Yes, this isn’t as exciting and dramatic (and traffic generating) as “France outlaws hashed passwords”, the headline on slashdot and Hacker News, but it’s the reality of the situation.
France has passed a new law, requiring companies store “…users’ full names, postal addresses, telephone numbers and passwords. The data must be handed over to the authorities if demanded.”
While it’s a pretty stupid to require the storing of passwords that can be handed over to authorities (probably to allow them to use those passwords to access services outside France), there’s nothing which prevents the continued secure use of password hashes.
A simple system which meets these new requirements is:
- Store password hash with salt in live database as is best practice
- Encrypt the plain text password using public key encryption, and store the encrypted value in another database in a record along with the plain text username. If the username already exists, replace the stored value with the new one.
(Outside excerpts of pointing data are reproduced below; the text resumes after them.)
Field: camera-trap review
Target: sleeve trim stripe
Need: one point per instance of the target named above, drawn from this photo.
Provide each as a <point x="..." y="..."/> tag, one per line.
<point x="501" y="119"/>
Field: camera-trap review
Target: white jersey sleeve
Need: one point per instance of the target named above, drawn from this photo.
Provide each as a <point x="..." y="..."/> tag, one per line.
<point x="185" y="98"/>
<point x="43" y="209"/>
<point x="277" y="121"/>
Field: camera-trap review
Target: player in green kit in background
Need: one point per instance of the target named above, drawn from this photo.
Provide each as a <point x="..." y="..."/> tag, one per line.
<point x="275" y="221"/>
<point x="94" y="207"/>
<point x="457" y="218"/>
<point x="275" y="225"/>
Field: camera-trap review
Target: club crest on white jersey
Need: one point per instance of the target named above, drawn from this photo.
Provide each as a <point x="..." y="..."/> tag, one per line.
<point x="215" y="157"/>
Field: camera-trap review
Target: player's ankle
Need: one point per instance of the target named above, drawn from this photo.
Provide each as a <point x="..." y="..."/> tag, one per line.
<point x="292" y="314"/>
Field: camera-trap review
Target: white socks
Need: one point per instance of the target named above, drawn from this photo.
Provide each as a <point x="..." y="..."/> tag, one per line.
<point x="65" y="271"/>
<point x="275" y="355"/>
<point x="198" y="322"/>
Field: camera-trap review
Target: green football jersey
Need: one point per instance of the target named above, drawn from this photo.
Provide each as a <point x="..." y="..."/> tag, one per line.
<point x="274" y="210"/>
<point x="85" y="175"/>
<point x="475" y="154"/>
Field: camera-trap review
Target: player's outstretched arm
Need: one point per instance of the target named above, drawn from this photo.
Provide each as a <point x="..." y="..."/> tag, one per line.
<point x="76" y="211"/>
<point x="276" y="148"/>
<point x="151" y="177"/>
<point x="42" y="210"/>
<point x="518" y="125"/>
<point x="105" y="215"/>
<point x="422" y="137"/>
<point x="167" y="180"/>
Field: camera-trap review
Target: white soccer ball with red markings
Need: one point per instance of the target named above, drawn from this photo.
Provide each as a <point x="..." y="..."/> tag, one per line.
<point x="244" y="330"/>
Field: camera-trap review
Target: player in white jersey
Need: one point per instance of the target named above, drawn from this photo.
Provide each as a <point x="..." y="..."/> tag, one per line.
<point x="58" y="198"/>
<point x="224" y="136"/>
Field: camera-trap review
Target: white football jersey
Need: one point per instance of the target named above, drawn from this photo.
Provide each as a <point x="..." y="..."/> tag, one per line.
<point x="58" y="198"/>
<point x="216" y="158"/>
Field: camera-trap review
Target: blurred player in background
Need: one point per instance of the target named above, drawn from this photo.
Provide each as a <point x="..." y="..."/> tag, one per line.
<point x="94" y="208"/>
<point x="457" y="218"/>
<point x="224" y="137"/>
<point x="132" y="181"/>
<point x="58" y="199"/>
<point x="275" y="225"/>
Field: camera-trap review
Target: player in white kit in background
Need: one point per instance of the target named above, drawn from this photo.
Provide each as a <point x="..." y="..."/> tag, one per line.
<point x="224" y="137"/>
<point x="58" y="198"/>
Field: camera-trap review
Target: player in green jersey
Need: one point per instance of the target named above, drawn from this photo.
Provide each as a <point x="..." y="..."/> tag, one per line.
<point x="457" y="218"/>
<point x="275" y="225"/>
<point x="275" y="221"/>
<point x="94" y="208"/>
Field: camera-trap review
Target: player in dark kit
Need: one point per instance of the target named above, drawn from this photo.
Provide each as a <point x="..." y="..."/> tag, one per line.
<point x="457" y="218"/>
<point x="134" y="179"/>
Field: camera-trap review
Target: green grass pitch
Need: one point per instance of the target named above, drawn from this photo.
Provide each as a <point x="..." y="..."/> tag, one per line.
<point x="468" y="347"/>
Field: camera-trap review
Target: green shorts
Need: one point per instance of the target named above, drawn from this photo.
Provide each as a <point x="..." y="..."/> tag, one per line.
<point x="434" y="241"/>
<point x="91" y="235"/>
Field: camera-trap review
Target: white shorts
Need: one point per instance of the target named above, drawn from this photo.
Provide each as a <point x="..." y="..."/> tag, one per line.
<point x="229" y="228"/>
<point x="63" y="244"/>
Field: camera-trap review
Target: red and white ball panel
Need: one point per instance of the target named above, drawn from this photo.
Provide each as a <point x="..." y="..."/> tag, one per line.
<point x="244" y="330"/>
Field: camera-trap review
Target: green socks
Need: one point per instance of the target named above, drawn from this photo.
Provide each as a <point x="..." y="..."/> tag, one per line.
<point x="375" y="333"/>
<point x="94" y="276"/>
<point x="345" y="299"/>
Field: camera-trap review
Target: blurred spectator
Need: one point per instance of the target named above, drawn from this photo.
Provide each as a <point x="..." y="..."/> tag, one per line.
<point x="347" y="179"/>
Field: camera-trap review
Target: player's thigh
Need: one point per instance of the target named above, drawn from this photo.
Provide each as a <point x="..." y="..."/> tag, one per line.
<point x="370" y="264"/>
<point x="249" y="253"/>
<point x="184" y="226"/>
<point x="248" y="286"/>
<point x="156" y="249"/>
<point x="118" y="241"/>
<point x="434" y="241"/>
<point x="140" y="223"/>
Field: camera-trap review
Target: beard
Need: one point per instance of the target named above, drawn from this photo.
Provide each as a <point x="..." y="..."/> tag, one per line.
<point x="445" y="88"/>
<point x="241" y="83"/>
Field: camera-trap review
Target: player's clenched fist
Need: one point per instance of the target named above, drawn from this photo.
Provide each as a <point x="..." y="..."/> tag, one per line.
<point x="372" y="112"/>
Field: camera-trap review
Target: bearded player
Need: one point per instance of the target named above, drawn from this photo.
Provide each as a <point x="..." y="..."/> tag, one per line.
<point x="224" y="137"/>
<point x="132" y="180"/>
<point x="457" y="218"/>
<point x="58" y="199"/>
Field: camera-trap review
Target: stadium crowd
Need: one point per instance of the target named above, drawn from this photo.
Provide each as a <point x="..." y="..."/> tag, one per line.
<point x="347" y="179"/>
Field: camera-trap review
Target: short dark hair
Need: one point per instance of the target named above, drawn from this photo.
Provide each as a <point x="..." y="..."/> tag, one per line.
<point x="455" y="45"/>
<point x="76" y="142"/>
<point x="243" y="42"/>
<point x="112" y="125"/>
- Store the private key offline in a secure bank vault (or 2), using multiple USB keys for data protection
- If and when the government require access, company director goes to bank vault, retrieves USB key, uses private key to decrypt stored password value of that single user, then returns USB key to bank vault
It’s a hassle, and it’s definitely a bit silly, but this new law doesn’t “require” any massive reduction in security if implemented correctly. Yes, the private key could provide access to all usernames’ plain text passwords, but this is an existing issue around things like hashing algorithms, salts, and source code security.
And if a company doesn’t implement it correctly? Well, the same recommendation as always applies – never reuse passwords for multiple sites, especially your email accounts, which can be used to retrieve or reset passwords using most website “Lost your login details?” functions.